Mutable and immutable maps

      When working with a mutable or immutable map, you can use a predicate with the filterKeys methods to define which map elements to retain. When using this method, remember to assign the filtered result to a new variable:

scala> val x = Map(1 -> "a", 2 -> "b", 3 -> "c")
x: scala.collection.mutable.Map[Int,String] = Map(2 -> b, 1 -> a, 3 -> c)

scala> val y = x.filterKeys(_ > 2)
y: scala.collection.Map[Int,String] = Map(3 -> c)
   

   

       The predicate you supply should return true for the elements you want to keep in the new collection and false for the elements you don’t want.
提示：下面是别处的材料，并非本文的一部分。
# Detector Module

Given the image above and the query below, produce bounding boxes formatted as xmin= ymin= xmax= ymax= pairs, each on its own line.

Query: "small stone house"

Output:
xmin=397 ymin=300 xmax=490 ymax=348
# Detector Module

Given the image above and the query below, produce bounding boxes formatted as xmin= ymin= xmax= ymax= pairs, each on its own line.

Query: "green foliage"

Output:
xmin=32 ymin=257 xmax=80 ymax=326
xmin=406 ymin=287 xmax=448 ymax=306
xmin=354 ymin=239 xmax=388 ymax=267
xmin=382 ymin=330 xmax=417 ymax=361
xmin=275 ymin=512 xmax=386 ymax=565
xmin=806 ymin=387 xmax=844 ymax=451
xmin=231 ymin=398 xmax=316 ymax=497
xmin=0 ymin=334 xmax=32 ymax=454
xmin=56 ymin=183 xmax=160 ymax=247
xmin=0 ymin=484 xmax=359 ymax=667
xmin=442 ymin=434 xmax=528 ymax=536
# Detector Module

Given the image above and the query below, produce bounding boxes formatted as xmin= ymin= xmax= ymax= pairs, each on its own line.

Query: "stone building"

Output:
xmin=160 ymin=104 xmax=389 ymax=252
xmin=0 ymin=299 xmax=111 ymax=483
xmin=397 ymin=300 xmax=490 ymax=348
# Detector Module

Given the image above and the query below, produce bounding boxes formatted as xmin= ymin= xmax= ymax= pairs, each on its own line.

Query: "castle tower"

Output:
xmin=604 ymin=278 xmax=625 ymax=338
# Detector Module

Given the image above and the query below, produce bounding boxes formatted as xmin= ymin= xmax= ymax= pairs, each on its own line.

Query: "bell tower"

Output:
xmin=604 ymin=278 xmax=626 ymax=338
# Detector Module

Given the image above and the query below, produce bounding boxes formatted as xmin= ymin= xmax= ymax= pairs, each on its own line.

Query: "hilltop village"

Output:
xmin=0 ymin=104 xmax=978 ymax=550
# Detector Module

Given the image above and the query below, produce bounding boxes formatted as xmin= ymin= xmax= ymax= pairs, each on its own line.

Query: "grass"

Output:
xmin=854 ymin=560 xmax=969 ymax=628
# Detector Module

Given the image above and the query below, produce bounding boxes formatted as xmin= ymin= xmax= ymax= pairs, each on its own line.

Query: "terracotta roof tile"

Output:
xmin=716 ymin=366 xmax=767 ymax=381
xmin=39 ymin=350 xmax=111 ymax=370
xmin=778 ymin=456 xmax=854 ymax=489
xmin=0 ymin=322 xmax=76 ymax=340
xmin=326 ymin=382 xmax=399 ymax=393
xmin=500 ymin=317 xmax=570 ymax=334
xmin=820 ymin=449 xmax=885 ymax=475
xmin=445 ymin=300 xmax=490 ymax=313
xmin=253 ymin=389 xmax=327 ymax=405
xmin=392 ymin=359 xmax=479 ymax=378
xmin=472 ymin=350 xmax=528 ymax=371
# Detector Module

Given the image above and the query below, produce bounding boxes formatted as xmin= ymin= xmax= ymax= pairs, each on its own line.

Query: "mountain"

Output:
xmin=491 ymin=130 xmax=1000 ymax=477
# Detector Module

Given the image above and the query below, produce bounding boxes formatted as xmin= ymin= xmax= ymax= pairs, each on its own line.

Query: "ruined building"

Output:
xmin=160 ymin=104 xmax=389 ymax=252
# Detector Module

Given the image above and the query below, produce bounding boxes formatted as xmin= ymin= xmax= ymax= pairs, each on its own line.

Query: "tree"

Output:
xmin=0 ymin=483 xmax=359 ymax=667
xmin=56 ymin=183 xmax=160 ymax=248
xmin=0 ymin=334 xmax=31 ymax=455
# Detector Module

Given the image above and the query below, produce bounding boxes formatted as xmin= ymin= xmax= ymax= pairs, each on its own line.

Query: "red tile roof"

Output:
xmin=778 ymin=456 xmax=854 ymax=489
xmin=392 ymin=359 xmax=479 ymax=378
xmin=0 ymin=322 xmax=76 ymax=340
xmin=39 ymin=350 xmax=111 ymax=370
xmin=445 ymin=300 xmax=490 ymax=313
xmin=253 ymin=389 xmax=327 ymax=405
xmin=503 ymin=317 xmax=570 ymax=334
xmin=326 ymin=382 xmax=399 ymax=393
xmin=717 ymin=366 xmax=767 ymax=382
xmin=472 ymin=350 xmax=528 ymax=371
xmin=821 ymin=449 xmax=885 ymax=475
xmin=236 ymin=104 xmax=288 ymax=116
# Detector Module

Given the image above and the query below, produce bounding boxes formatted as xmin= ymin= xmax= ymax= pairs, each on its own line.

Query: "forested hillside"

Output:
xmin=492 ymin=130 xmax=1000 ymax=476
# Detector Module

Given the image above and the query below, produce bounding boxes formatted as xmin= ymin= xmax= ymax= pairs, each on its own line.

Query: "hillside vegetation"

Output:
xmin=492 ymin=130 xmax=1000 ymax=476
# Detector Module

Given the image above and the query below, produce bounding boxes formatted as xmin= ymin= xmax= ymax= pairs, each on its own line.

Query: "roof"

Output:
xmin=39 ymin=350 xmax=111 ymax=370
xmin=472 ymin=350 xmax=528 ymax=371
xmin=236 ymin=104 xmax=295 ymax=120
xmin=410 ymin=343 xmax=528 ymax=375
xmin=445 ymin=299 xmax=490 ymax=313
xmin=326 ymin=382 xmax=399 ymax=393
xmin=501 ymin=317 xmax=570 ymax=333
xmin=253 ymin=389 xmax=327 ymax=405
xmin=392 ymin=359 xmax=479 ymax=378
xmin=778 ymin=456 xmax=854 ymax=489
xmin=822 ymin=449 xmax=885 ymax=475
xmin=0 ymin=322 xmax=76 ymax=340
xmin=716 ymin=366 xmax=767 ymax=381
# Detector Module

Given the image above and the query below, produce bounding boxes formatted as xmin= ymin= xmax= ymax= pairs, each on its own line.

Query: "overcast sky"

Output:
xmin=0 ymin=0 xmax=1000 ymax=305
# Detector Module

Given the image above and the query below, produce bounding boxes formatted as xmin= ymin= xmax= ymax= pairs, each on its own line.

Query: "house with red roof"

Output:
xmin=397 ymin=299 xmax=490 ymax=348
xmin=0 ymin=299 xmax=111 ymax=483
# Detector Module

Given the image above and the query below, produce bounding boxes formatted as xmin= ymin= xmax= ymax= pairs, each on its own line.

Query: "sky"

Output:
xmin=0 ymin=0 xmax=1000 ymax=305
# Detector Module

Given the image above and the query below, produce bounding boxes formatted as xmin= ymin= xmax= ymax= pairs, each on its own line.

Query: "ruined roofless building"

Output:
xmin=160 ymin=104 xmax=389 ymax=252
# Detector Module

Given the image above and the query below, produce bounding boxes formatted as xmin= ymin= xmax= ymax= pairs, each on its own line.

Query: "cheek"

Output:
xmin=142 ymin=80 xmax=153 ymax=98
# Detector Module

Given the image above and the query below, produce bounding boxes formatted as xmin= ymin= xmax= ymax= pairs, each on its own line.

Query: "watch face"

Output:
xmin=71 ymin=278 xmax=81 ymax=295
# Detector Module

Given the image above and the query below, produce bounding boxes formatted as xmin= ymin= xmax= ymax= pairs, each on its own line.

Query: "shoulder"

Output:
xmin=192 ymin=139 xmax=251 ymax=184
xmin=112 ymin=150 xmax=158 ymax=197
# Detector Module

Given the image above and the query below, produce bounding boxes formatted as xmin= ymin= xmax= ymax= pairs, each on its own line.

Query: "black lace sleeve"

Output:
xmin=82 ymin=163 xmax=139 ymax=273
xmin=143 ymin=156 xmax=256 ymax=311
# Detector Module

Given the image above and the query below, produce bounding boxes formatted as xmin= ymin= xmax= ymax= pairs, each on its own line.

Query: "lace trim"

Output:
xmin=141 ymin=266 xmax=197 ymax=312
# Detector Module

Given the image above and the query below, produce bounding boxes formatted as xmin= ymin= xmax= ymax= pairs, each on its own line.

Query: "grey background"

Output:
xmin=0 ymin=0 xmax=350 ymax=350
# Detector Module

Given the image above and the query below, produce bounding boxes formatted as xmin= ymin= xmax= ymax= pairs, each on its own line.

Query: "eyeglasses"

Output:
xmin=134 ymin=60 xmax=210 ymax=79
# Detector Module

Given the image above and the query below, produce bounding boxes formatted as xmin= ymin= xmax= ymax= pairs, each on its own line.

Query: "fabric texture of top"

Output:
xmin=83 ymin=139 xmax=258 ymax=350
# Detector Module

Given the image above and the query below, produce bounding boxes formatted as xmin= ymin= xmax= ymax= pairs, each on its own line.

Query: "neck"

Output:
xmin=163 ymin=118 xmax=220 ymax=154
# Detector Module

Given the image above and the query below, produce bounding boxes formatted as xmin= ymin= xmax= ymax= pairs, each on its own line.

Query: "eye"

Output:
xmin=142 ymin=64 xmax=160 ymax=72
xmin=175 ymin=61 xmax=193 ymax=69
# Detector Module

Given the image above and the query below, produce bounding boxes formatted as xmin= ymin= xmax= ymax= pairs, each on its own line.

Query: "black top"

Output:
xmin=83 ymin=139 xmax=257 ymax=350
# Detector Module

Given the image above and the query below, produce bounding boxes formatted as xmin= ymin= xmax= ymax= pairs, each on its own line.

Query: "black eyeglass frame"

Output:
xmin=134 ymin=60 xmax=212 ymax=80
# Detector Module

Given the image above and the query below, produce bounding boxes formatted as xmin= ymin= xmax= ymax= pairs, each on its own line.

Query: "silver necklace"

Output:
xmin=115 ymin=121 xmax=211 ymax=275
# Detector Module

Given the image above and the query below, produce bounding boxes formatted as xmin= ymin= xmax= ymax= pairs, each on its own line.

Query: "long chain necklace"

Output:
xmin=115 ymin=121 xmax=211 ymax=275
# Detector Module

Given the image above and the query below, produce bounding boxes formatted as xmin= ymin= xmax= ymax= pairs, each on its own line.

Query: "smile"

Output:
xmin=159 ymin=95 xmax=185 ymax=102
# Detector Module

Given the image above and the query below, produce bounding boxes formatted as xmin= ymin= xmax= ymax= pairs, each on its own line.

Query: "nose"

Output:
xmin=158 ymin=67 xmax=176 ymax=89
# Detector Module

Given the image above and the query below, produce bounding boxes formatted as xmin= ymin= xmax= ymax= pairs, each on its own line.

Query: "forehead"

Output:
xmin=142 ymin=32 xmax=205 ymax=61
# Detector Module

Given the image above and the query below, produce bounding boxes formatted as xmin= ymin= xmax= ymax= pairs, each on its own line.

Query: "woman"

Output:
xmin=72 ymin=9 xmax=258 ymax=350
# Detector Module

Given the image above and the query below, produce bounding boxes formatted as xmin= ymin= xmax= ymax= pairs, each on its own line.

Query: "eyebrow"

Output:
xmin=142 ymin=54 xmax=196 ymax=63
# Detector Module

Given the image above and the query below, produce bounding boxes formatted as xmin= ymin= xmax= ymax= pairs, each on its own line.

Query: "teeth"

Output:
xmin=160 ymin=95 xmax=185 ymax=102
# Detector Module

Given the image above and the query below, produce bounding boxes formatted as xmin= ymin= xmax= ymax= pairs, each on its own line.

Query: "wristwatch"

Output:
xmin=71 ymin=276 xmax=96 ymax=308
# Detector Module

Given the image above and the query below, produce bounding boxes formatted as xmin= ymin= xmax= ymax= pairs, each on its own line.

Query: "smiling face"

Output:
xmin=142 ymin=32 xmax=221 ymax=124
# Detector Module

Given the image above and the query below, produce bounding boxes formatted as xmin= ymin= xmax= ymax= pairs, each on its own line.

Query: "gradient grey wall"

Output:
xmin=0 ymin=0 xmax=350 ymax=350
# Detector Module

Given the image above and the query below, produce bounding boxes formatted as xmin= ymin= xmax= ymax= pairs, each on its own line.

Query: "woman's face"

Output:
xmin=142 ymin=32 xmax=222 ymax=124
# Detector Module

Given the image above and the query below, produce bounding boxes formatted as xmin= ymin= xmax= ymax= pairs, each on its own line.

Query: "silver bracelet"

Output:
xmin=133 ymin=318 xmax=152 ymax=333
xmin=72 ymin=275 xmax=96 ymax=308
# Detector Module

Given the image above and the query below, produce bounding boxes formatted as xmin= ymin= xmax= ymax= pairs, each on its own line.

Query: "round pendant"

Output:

        If your algorithm is longer, you can define a function (or method), and then use it in the filterKeys call, rather than using an anonymous function. First define your method, such as this method, which returns true when the value the method is given is 1:

      
scala> def only1(i: Int) = if (i == 1) true else false
only1: (i: Int)Boolean

      

         Then pass the method to the filterKeys method:


scala> val x = Map(1 -> "a", 2 -> "b", 3 -> "c")
x: scala.collection.mutable.Map[Int,String] = Map(2 -> b, 1 -> a, 3 -> c)

scala> val y = x.filterKeys(only1)
y: scala.collection.Map[Int,String] = Map(1 -> a)

       

          In an interesting use, you can also use a  Set with filterKeys to define the elements to retain:


scala> var m = Map(1 -> "a", 2 -> "b", 3 -> "c")
m: scala.collection.immutable.Map[Int,String] = Map(1 -> a, 2 -> b, 3 -> c)

scala> val newMap = m.filterKeys(Set(2,3))
newMap: scala.collection.immutable.Map[Int,String] = Map(2 -> b, 3 -> c)


             For instance, the Map version of the filter method lets you filter the map elements by either key, value, or both. The filter method provides your predicate a Tuple2, so you can access the key and value as shown in these examples:

            

scala> var m = Map(1 -> "a", 2 -> "b", 3 -> "c")
m: scala.collection.immutable.Map[Int,String] = Map(1 -> a, 2 -> b, 3 -> c)

// access the key
scala> m.filter((t) => t._1 > 1)
res0: scala.collection.immutable.Map[Int,String] = Map(2 -> b, 3 -> c)

// access the value
scala> m.filter((t) => t._2 == "c")
res1: scala.collection.immutable.Map[Int,String] = Map(3 -> c)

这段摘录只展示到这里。